On Saturday we thought we’d see a little bit of rain this week. My husband mowed the lawn. On Sunday, I placed an extra grocery order for the week, just to make sure we’d have fruit and milk for the week. The radar was showing a storm headed our way, but it didn’t look too terrible just yet. Monday, I threw some clothes in a bag for everyone and made sure I had our Social Security cards and birth certificates on hand. And I grabbed a newborn swaddle, tossed it in the bag and hoped we wouldn’t need it if we eventually had to leave town.

This is all standard fare during hurricane season, of course, and something I’m not unfamiliar with. I’ve lived in Southwest Louisiana my whole life and been through more than a few evacuations for major storms. When you’re a Louisiana coastal resident, you learn what to do during a major storm by osmosis. You learn what to bring, where to go, what you’ll need when you get there.

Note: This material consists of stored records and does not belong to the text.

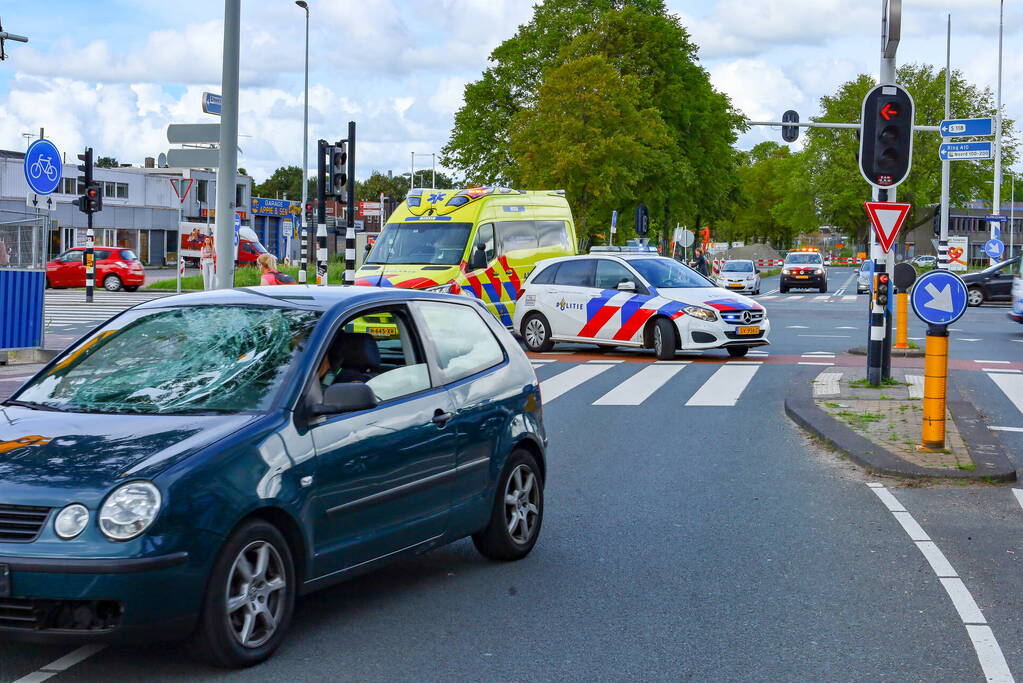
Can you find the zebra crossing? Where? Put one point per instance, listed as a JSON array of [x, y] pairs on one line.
[[722, 389], [63, 311]]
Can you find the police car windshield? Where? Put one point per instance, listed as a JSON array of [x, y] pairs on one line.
[[803, 258], [668, 273], [429, 242]]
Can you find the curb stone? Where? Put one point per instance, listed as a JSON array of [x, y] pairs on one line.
[[986, 452]]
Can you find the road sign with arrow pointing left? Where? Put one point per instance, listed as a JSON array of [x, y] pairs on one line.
[[887, 218]]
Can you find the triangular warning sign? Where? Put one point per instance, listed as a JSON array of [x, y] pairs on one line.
[[887, 218]]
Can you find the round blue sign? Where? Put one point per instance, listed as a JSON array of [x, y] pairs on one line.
[[939, 298], [42, 167], [994, 248]]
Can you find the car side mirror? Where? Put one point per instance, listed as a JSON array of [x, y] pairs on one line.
[[346, 398]]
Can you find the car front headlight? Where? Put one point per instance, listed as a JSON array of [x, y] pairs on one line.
[[129, 510], [701, 313], [71, 520]]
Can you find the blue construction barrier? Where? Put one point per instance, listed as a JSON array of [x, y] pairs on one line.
[[21, 308]]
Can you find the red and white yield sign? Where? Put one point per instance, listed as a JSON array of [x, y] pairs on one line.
[[887, 218]]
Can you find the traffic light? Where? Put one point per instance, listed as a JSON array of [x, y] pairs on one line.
[[886, 143], [337, 171], [882, 288]]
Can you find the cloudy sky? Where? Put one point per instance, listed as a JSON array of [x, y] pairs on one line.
[[115, 79]]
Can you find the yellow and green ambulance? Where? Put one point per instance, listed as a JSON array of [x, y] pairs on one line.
[[480, 241]]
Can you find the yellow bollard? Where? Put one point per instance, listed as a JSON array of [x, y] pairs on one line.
[[902, 320], [935, 380]]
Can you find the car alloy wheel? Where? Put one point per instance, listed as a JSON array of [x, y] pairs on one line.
[[255, 593], [522, 504]]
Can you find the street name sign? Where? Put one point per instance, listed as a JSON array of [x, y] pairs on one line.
[[887, 218], [965, 128], [994, 248], [192, 133], [958, 151], [192, 157], [42, 167], [939, 298]]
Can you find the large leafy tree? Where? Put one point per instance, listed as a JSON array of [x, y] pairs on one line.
[[833, 162], [637, 39], [591, 134]]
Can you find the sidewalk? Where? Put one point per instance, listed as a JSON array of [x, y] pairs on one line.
[[880, 428]]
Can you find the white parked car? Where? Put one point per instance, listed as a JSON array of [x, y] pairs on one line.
[[740, 275], [634, 300]]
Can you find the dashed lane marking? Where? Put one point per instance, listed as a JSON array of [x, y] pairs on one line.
[[989, 654]]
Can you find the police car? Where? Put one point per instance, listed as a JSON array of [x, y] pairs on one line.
[[634, 300]]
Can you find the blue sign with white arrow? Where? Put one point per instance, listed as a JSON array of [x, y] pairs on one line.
[[965, 128], [959, 151], [43, 167], [939, 298], [994, 248]]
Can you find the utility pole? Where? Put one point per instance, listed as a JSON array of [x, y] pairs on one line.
[[228, 168]]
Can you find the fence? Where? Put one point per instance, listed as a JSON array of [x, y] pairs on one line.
[[23, 279]]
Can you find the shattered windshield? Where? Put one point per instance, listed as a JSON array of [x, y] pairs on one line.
[[205, 359]]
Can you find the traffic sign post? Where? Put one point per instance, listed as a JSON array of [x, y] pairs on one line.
[[939, 299]]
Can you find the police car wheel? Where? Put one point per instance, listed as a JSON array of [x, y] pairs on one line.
[[536, 333], [663, 335]]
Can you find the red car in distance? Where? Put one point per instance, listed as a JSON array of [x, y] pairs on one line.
[[117, 269]]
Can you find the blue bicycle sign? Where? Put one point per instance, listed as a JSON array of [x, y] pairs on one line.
[[42, 167]]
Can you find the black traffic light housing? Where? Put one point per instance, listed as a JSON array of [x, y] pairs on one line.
[[337, 170], [882, 288], [886, 143]]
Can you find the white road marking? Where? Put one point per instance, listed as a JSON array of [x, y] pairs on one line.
[[724, 386], [992, 662], [639, 386], [61, 665], [826, 383], [1011, 385], [551, 388], [916, 385]]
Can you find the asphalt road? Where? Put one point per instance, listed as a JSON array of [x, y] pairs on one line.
[[695, 535]]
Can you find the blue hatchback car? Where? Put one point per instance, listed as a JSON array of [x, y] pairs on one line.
[[198, 461]]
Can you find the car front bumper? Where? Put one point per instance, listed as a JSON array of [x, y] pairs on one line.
[[71, 599]]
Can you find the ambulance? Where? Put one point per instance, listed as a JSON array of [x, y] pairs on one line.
[[480, 241]]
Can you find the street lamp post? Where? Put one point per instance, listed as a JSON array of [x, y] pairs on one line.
[[305, 119]]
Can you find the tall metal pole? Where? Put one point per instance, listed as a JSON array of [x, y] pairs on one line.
[[305, 123], [227, 172], [945, 165]]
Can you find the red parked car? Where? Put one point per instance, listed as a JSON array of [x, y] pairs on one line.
[[116, 269]]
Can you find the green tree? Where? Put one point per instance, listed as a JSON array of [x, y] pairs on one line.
[[636, 38], [590, 134], [832, 153]]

But Tuesday morning we woke up, and something felt different. Hurricane Laura was now projected to be Category 3, and we needed to evacuate. It wasn’t mandatory yet but became so as the morning went on. And unlike the evacuations of my childhood, this time I wasn’t being told what to grab or where we were going by my parents.

Now I’m the parent. And it’s our house and stuff, my child I’m loading up in a car, trying to explain to her why we’re leaving behind her beloved swing set and can’t bring every single book on the shelf as we head up to my grandfather’s house a few hours away, ready to settle in for a few days of nervous news watching and hand wringing.